40. Mercy.

215 27 3
                                    


{Cary}

Cary wiped his hands on his shirt before he touched the White's back door. His blood was caked under his fingernails and sticky between his fingers. He just needed to get across the kitchen and down the hall without being seen. The bathroom door was closed and Jon's voice came through it, low and angry:

"He's not like a dog you can just take back to the shelter because he's too much work."

He turned into Jon's room, shutting the door quickly before he could hear any more. He dropped his head against the door with a 'thump.' He did not in a million years deserve a friend like Jon. He went to the bed and grabbed his bag, wrenching it open to make sure all his stuff was there before he left. He had closed the last zipper when his phone rang.

He startled, digging it out of his pocket with cold fingers. It was his mother's cell number. He picked up: "Yeah?"

"Ciaran, get your things." It was his father's voice, the one you never argued with.

Cary froze, his mouth open, staring blankly at the wall of Jon's room.

"Are you there boy?"

He snapped his mouth shut. "Yes," Cary said.

"The car is outside. Whatever you told those people, you are my son and you belong with your mother and me. We will fix this. Get your things and leave. I'm waiting." His father hung up.

The impulse to obey his father was so strong that Cary picked up his backpack and slung it over his shoulder, steadying himself against Jon's desk. His hands were sweating. Conall could do it. His father was strong-willed enough to pull them all back from the brink, make Child Protection believe his call had been a mistake, and put the pieces of their family back together again. Just like it had been before.
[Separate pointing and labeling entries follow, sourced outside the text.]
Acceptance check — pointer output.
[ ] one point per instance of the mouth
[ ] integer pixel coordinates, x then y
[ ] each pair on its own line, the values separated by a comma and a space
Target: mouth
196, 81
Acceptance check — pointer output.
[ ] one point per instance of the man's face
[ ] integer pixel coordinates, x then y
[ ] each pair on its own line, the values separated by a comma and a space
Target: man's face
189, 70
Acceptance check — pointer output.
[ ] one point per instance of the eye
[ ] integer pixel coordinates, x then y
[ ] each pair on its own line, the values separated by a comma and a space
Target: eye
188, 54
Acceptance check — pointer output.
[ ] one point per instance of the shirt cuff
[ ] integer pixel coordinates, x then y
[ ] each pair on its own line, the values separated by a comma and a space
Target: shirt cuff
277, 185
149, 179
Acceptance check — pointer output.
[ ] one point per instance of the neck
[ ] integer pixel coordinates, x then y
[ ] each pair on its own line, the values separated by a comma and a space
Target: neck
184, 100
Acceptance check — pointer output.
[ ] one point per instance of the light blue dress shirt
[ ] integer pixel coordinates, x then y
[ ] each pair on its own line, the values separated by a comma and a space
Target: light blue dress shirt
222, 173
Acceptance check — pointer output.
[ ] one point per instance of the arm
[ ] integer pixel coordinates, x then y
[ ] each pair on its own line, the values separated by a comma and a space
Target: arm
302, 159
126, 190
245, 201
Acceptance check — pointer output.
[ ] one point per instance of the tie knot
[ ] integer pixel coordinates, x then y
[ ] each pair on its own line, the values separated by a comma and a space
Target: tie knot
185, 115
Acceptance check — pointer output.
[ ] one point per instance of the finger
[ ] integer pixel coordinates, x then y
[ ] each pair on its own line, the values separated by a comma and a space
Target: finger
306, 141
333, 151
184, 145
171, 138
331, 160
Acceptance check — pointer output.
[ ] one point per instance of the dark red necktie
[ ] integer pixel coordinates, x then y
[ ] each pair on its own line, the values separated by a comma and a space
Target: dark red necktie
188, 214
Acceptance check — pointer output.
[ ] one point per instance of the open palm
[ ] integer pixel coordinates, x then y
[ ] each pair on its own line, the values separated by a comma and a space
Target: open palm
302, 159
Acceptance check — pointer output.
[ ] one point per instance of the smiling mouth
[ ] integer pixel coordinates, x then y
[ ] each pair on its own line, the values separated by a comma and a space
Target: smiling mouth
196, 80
Cary threw the phone onto the bed like it was red-hot and shed the backpack to burrow into the back corner of Jon's closet. The phone rang again, over and over. He curled with his face in his knees, shaking.

The doorbell rang. Jon's house was so small that Cary could hear everything that happened in the hall from the bedrooms, even from the back of a closet.
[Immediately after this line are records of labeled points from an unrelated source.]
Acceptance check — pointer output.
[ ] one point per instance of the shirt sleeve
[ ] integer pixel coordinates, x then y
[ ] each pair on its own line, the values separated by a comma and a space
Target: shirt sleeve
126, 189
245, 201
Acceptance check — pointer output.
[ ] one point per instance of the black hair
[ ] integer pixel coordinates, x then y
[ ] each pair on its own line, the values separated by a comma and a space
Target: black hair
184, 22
The front door opened. "Mr. Douglas," Pete said. "We weren't expecting you."

"I'm looking for my son." His father's voice was more pleasant than it had been on the phone. "Perhaps he didn't tell you that he ran away from us some days ago. His mother has been sick with worry, trying to find him."
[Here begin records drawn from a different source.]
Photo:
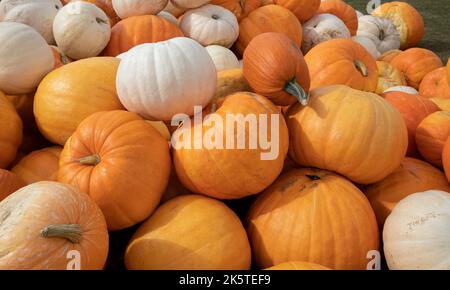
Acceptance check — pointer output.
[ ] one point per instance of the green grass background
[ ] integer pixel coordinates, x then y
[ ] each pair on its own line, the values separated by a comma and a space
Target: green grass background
436, 14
Cary barely breathed, sweat trickling down his ribs as he waited for Pete to come in here, drag him out, and throw him back.

There was a pause. "He's here," Pete said. "The boys had a sleepover last night and made plans for the day."

"This is terribly awkward, but I need him home," Conall said.

Pete's voice was cool. "I think he'll be staying with us a little longer."

There was a beat of silence. "I respect you, Peter, so I'm going to be honest. I don't feel comfortable leaving Ciaran here with your family. Whatever he's told you, you should know that Ciaran is a practiced liar. He can also be extremely violent. I can't count the number of times I've been called away from work or woken up in the middle of the night to retrieve him from the scene of some violent altercation, which he almost invariably started."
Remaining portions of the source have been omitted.